While we are thankful for the Senate to address many of our concerns, there is still language in the Senate version that could have a negative impact on our hobby. The Senate proposed unnecessary regulations on modelers who scratch build or kit bash. The bill also puts many flying sites near airports in jeopardy and could require all modelers to take an online FAA safety test.

On April 12 we asked our members to write the Senate to express these concerns. In just a few days nearly 30,100 letters were sent to the Senate asking for support of an amendment that would lessen the negative impact on the model aircraft community. Just like in 2011, we again thank you for your prompt action. The call to action was shared by hobby shops, on forums, through social media, and in club meetings. And just like in 2011, the results may be slow and we may not see the immediate fruits from our April writing campaign for months.

While at times frustrating, progress can be slow when working with Congress. This is by design. For a quick history lesson, when our country was laying the groundwork for a Federal government, there was a strong case to establish a slow-moving legislative body.
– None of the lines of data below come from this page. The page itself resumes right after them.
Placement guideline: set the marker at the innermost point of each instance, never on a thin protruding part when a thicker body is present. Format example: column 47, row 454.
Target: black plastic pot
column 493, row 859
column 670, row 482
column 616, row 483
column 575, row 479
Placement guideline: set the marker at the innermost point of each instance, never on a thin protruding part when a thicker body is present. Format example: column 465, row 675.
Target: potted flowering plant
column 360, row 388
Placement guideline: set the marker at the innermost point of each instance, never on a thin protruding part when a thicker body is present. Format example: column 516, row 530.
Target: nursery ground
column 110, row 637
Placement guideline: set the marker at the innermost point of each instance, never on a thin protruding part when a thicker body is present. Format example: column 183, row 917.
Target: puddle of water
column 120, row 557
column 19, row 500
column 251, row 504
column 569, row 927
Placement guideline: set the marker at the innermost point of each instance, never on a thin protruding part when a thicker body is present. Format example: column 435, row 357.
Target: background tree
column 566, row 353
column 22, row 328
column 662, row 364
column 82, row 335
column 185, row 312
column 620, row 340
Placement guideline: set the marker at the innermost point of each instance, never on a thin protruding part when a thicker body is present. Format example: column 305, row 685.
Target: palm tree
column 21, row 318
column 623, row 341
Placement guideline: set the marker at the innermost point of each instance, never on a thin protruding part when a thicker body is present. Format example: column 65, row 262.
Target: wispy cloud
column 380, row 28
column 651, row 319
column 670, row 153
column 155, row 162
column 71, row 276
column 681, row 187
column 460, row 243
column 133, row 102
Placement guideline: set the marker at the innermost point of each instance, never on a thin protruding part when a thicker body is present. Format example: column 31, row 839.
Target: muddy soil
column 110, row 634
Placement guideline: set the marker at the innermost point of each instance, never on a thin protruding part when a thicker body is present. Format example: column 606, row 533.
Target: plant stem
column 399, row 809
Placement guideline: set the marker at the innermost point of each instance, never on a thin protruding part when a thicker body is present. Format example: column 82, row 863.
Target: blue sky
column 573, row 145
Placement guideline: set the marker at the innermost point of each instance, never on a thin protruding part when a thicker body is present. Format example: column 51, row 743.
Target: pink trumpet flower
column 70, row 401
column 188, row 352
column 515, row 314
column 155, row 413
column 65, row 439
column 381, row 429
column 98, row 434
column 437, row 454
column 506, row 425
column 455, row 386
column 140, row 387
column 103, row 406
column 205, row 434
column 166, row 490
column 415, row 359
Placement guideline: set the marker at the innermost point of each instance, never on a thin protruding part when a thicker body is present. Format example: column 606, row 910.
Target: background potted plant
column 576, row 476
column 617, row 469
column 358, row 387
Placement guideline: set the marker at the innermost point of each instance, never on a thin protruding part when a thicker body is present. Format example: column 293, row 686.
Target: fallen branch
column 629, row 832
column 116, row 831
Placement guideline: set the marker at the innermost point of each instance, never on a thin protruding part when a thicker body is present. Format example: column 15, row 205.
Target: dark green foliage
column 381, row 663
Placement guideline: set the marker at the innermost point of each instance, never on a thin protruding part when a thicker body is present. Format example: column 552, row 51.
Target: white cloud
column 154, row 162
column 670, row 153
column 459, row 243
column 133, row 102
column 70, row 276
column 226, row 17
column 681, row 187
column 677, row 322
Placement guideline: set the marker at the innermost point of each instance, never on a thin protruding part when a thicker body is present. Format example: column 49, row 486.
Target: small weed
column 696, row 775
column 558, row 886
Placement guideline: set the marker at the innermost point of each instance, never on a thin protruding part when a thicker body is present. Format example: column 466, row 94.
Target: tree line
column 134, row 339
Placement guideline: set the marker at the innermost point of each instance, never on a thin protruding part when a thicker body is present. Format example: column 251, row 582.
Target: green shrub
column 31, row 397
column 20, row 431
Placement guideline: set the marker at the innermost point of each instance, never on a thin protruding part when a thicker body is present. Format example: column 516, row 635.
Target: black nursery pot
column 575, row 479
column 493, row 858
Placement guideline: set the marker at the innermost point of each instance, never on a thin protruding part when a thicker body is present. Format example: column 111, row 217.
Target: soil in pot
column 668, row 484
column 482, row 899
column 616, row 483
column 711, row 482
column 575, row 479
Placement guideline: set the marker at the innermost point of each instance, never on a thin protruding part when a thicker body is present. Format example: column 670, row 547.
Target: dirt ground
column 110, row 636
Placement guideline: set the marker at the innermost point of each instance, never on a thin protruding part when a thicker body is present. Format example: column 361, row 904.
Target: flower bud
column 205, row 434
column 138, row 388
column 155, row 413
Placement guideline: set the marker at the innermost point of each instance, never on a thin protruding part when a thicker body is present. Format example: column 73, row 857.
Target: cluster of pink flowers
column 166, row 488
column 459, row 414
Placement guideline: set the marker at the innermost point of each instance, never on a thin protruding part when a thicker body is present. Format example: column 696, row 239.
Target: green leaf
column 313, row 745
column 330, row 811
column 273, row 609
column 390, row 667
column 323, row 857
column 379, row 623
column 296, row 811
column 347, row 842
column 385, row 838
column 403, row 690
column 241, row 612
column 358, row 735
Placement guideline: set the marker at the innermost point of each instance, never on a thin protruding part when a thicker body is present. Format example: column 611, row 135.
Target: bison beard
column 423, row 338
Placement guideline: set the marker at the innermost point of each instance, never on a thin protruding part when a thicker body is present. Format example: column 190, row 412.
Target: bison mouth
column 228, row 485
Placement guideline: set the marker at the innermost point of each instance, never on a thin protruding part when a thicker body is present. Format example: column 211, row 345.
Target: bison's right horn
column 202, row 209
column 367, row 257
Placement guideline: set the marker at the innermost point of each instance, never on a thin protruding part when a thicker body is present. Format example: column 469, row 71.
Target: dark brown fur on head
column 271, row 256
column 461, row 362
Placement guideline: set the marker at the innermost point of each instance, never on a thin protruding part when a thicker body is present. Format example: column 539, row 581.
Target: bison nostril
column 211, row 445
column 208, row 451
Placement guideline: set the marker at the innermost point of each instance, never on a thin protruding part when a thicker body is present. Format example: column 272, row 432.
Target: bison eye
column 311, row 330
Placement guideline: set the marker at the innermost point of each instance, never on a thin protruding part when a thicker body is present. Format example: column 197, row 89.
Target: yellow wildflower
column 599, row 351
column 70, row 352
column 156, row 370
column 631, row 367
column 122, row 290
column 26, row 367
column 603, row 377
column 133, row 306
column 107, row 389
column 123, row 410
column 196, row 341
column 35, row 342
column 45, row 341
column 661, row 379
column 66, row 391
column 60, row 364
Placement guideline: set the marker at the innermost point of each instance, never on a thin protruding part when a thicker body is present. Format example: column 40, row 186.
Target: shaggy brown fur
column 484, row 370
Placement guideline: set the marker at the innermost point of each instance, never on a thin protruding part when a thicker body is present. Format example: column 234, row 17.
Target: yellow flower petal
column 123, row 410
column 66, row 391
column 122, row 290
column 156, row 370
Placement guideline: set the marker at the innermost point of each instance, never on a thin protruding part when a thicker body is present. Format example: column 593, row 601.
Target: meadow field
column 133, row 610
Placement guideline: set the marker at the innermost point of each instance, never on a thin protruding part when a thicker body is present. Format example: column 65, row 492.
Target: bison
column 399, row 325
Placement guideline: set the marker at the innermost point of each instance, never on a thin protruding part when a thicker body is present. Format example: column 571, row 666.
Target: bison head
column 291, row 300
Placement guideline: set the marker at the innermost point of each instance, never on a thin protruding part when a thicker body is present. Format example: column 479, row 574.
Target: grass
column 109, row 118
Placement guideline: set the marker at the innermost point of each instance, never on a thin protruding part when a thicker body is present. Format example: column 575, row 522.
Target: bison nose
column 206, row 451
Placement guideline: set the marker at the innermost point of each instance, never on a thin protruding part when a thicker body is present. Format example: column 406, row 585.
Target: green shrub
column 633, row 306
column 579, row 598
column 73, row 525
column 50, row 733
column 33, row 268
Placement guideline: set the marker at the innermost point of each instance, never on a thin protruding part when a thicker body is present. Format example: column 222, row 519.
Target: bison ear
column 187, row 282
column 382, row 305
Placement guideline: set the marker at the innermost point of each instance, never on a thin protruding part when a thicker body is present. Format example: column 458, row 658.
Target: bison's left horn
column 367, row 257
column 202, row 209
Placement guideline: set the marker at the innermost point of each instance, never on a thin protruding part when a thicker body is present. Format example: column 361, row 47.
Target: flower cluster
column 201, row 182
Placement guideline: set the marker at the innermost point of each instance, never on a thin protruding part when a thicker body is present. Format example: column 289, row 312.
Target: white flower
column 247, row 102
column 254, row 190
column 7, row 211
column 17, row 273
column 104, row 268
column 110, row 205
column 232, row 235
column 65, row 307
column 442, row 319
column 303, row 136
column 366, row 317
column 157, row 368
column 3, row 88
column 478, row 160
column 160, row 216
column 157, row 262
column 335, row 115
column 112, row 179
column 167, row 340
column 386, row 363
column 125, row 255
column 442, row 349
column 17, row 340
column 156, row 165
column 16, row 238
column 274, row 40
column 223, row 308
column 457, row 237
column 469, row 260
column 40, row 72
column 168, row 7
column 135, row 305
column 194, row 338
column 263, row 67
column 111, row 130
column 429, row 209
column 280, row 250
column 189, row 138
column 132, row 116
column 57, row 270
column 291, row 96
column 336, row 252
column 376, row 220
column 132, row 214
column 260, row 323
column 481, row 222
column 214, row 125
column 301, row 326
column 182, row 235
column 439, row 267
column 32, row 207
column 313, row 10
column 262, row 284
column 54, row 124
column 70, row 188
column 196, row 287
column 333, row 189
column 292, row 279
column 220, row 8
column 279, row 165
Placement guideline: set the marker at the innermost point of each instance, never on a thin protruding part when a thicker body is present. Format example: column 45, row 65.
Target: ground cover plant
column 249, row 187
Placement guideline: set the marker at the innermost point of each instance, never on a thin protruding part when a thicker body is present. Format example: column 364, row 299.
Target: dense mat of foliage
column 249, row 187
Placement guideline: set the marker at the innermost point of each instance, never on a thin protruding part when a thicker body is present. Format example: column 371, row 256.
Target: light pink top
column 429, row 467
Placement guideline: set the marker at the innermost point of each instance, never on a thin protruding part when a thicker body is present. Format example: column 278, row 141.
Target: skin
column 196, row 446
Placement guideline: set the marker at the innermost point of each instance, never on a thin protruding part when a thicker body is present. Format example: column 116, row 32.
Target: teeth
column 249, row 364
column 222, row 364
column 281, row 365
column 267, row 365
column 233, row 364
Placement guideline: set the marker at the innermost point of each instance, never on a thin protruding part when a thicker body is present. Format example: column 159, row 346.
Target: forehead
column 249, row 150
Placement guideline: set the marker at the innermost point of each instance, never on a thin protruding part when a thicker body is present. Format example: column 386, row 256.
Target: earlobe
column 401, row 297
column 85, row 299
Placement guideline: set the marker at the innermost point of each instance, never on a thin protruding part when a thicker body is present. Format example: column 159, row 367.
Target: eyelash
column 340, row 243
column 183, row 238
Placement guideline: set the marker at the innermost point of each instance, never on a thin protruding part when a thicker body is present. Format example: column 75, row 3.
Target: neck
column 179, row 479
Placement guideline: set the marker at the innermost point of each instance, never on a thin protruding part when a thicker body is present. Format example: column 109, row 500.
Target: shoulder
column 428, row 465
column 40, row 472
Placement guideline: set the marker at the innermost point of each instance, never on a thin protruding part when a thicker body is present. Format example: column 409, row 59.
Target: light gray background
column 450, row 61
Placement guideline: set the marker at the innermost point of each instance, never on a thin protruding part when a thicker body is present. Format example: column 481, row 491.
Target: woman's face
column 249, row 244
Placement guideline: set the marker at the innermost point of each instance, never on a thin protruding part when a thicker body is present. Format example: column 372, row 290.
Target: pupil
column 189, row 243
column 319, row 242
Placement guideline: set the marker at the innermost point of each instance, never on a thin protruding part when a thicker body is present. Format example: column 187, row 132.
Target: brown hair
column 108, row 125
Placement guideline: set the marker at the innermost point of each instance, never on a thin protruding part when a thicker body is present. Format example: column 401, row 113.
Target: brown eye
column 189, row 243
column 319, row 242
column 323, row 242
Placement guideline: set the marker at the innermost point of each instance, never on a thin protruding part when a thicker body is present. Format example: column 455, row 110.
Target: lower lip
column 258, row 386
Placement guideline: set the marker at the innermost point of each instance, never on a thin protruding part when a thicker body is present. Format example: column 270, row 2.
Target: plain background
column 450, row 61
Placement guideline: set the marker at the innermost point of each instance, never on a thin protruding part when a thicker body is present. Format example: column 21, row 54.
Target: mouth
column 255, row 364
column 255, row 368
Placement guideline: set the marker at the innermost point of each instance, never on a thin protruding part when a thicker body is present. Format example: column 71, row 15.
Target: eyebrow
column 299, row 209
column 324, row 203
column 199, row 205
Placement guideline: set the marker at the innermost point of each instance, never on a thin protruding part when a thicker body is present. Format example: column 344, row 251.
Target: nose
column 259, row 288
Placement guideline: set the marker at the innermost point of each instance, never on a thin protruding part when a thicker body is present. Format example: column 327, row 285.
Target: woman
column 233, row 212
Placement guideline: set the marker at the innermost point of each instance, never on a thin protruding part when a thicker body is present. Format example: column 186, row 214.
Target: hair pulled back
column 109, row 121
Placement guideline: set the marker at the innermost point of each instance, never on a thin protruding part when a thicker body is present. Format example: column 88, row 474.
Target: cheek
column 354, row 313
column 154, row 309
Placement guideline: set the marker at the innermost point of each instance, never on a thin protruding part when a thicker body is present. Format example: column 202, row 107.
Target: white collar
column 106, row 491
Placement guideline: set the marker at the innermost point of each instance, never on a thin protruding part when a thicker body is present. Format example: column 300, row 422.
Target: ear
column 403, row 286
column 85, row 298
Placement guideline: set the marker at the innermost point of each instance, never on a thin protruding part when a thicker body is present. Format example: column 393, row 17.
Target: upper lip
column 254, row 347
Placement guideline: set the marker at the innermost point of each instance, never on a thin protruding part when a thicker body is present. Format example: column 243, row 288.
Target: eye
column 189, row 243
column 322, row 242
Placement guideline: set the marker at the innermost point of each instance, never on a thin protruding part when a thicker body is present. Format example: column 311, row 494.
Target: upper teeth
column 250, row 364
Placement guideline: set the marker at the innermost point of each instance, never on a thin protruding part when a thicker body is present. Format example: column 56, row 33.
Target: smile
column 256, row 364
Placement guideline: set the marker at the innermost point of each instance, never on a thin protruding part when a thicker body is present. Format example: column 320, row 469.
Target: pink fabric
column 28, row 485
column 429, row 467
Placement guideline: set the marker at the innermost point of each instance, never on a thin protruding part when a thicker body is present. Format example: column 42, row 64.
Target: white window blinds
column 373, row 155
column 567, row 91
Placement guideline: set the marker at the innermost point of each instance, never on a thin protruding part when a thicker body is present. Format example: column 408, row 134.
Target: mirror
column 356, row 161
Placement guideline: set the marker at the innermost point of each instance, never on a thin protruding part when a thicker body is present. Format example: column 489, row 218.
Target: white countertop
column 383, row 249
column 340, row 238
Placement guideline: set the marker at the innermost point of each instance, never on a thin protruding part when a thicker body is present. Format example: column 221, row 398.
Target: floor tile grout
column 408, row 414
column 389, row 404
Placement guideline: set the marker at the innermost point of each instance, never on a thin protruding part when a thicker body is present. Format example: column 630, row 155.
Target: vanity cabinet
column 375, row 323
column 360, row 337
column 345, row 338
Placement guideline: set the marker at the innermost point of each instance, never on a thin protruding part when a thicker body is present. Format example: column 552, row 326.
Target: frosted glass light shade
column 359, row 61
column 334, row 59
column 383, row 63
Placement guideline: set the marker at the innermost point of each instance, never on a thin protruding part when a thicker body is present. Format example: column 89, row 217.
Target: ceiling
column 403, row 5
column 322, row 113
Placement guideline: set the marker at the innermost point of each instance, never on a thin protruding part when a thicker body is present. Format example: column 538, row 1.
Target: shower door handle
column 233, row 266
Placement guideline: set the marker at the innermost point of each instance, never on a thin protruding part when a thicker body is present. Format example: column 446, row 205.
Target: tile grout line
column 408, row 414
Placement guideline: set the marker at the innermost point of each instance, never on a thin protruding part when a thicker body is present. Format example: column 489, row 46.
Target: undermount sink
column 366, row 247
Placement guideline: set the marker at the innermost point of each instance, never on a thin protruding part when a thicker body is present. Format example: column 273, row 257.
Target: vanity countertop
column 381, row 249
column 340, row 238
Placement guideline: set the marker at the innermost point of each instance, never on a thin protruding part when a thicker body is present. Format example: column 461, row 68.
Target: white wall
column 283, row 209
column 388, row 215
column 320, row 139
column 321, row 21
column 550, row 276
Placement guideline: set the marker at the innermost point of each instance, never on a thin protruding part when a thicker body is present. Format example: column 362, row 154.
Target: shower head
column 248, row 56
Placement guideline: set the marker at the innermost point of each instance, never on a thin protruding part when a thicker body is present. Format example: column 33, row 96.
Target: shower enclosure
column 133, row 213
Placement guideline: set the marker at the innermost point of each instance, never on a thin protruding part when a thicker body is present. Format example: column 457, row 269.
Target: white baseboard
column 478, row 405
Our newly formed country was hesitant to create a swift moving government that could rush through legislation. As a result, there are processes in Congress to keep the law writing process at a slower pace to allow for review, amendments, and citizen engagement.

We will continue to work with Congress as the more favorable House version to go to a floor vote. Once the House and Senate versions are passed, the bills go to a Conference Committee. In the Conference Committee, the bill will undergo a new round of revisions and changes. Eventually the bill goes to another vote in the House and Senate and then gets signed into law by the President. This process could transpose over the next couple months. Considering this is a heated Presidential election year, it is also likely the process may stall until 2017.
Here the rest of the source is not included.